US stock futures are slightly lower Wednesday morning as earnings season kicks off. Alcoa (AA) marks the beginning of the season, and last night the aluminum giant beat Street expectations despite swinging to a loss, and is set for a lower open. Yum! Brands (YUM) eclipsed expectations and is 5% higher in the pre-market.
The heavy action the last three days suggests investors are jittery heading into this earnings season, which is expected to potentially be one of the worst in the last several years. Chevron (CVX), which had been building a nice upper level base, is opening nearly 2% lower this morning as well after revising down 3rd quarter guidance. As active traders, we do not typically take stock into earnings, instead waiting for better risk-reward set-ups to develop after reports.
On the economic front, there are also a few data points to watch. Wholesale inventories are set for release at 10am ET and the Fed's Beige Book on economic conditions will be released at 2pm ET.
The question now is whether the weakness of the last three days will be contained by upper level support in the S&P, or whether the market needs to probe deeper retracement levels. Tech has been leading the market lower, with the Nasdaq ETF (QQQ) giving up its 50-day MA yesterday without a fight at all. The ETF is in a little bit of no-man's land right now after breaking that level, with minor support at $66.40. A mini head and shoulders top pattern in the QQQ looks like it could take the ETF down to the ~$65.60-66.00 level, which coincides with the 100-day MA.
The S&P 500 ETF (SPY) only broke its 21-day MA yesterday, and has important support around $143. The 50-day MA, which is rising into that $143 level as well, could come into play if market weakness persists.

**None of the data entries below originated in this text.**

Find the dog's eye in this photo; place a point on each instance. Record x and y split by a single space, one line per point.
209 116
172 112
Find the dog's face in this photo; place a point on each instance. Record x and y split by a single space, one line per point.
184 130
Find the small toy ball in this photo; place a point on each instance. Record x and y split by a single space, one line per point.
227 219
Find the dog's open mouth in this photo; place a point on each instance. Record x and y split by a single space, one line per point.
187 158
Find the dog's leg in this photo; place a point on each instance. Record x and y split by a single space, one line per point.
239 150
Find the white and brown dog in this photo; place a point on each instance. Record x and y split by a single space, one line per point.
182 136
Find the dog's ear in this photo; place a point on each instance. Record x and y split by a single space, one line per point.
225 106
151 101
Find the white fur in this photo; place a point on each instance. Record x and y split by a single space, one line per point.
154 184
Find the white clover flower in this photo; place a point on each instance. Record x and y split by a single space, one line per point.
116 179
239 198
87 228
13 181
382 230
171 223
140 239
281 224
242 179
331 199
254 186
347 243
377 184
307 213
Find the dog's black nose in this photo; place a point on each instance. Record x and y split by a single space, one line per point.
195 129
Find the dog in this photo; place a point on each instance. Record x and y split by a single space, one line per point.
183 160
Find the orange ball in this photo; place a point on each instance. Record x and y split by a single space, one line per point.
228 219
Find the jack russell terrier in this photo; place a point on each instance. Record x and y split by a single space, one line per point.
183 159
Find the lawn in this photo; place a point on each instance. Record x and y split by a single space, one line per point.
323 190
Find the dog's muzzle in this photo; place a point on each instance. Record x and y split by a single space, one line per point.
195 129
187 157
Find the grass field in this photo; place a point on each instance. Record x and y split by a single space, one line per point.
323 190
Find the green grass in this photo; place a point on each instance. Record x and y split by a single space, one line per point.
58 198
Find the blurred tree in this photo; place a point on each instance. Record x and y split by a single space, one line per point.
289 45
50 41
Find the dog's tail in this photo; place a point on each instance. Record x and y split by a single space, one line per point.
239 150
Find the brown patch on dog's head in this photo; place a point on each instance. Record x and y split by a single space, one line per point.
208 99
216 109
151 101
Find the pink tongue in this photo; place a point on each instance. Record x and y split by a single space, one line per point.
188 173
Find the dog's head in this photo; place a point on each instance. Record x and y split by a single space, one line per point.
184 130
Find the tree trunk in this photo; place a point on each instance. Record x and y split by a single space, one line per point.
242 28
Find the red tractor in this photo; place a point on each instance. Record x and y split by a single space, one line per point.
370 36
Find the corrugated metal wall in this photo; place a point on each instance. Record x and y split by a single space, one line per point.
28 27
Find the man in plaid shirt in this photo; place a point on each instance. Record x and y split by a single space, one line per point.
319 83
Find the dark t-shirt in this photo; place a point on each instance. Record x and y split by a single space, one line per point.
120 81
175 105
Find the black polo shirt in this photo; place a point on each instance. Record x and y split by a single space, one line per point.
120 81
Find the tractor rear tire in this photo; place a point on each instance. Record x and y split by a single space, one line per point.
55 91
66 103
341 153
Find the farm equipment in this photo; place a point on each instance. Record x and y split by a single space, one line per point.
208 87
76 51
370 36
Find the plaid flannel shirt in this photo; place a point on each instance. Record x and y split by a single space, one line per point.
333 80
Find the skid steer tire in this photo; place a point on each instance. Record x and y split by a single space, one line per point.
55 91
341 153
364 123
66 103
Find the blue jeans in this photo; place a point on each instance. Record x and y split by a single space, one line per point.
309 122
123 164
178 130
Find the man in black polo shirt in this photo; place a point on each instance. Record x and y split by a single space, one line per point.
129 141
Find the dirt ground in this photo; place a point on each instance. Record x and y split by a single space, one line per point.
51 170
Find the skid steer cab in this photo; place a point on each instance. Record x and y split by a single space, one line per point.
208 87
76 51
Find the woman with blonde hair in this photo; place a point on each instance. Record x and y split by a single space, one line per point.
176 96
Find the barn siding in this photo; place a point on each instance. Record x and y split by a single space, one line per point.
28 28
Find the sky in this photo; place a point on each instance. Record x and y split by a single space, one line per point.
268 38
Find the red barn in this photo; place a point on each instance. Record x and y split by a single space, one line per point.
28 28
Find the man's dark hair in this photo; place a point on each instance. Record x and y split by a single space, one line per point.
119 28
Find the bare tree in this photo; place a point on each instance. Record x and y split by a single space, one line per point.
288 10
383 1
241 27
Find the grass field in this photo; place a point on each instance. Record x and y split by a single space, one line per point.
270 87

It's no coincidence that recent market weakness comes during a rough patch for Apple (AAPL). The world's most valuable company started to feel a bit exhausted after charging above the $700 level surrounding the iPhone 5 release, but supply worries and somewhat disappointing sales numbers have triggered some angst among investors. The AAPL sell-off over the last three days has been fast and furious, although yesterday the stock reversed in the afternoon to give bulls a glimmer of hope. AAPL is set for a slightly higher open this morning after nearly kissing its 100-day in the morning yesterday. Watch to see how AAPL reacts to that reversal, as it will be a key to market direction. The past gives us clues on how to trade Apple (AAPL).
Traders should also have an eye on Google (GOOG) after the stock finally succumbed yesterday. GOOG had been holding up remarkably well over the past two days despite a push-through failure on Friday, but yesterday could not shrug off market weakness. The stock broke down through the upper floor of $750 that had been building over the past two weeks, and now we need to see if it holds the 21-day MA around $739.
The banks will also be in focus over the next week as most of the big names report earnings. JP Morgan (JPM) and Wells Fargo (WFC) kick things off Friday morning. WFC dropped around 2% yesterday after news that the US government was suing the bank over possible fraudulent, reckless loan activity. The financial sector has played an instrumental role in the market rally over the last few months, and it will be important for the group to remain strong to give the indices fuel to climb back to highs. Goldman Sachs (GS), which reports earnings next week, has been the recent leader.
*DISCLOSURES: Scott Redler is long AAPL, short SPY.